Stroke, encephalopathy, psychiatric diagnoses

Fifty-seven of 77 stroke patients (74%) had an ischemic stroke caused by a blood clot in the brain, 9 (12%) had a stroke caused by a brain hemorrhage, and 1 (1%) had a stroke caused by inflammation in the brain's blood vessels. Sixty-one of the 77 stroke patients for whom age was available (82%) were older than 60 years.

Thirty-nine of 125 patients (31%) had behavioral changes indicative of an altered mental state, of whom 9 (23%) had unspecified brain dysfunction known as encephalopathy, and 7 (18%) had brain inflammation, or encephalitis.

The remaining 23 patients with altered mental states had psychiatric diagnoses, including 10 with new-onset psychosis, 7 with depression or anxiety, and 6 with a dementia-like syndrome.
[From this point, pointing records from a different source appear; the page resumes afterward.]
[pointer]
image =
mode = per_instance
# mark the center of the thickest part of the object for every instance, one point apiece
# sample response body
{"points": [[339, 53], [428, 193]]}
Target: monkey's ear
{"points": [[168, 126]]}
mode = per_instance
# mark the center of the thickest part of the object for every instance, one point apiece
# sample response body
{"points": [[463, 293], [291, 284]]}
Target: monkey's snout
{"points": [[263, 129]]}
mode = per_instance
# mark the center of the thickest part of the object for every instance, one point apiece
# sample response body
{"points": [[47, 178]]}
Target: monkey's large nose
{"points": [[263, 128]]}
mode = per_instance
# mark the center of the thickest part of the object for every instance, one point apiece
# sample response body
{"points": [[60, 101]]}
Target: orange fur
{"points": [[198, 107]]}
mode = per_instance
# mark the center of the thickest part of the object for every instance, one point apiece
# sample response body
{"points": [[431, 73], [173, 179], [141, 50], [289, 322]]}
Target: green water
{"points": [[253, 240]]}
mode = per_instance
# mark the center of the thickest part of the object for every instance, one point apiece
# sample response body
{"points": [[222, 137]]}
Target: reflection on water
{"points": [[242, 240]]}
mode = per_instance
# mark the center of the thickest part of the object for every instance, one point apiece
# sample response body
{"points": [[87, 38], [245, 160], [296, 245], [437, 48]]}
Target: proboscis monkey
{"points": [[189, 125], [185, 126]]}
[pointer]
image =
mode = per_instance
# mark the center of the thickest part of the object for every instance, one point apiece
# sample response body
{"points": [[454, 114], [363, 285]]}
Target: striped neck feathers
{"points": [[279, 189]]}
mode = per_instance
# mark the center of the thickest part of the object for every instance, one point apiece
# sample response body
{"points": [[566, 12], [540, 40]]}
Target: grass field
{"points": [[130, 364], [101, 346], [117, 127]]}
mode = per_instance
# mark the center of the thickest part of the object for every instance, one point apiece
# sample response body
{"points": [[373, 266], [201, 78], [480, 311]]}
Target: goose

Only 2 patients (9%) had exacerbations of a chronic mental illness, although the authors noted that they cannot exclude the possibility that cases classified as new were simply undiagnosed before the pandemic.

Of the 37 of 39 COVID-19 patients with an altered mental state for whom age was available, 18 (49%) were younger than 60 years, which could be because they were more likely to be referred to a psychiatrist or other specialist, while physicians may be likely to attribute confusion or behavioral changes in older patients to delirium without further investigation, the authors said.

Altered mental states in younger patients

While altered mental states are not uncommon in hospitalized patients with infections, especially those requiring intensive care, they occur most often in older patients.

"In this study, we observed a disproportionate number of neuropsychiatric presentations in younger patients and a predominance of cerebrovascular complications in older patients, which might reflect the state of health of the cerebral vasculature and associated risk factors, exacerbated by critical illness in older patients," the authors said.

They also noted that study patients were hospitalized and chosen for inclusion by physician specialists, who reported case details in a UK-wide online network hosted by professional societies, and thus likely represent the most severe coronavirus cases.

The results add to a growing number of reports of potential neurologic complications of COVID-19. The researchers said that clinicians should be alert to the development of these conditions in coronavirus patients and called for larger, longer-term studies. Such research could determine if there is indeed a link between COVID-19 and brain complications, confirm which coronavirus patients are at risk for these complications, and describe potential mechanisms and underlying genetic factors for these conditions.

Study coauthor Sarah Pett, MBBS, PhD, of University College London, said in a Lancet press release that the results represent an important snapshot of brain complications in COVID-19 patients at the height of the UK epidemic. "We also need to understand brain-complications in people in the community who have COVID-19 but were not sick enough to be hospitalised," she said. "Our study provides the foundations for larger, hospital and community-based studies."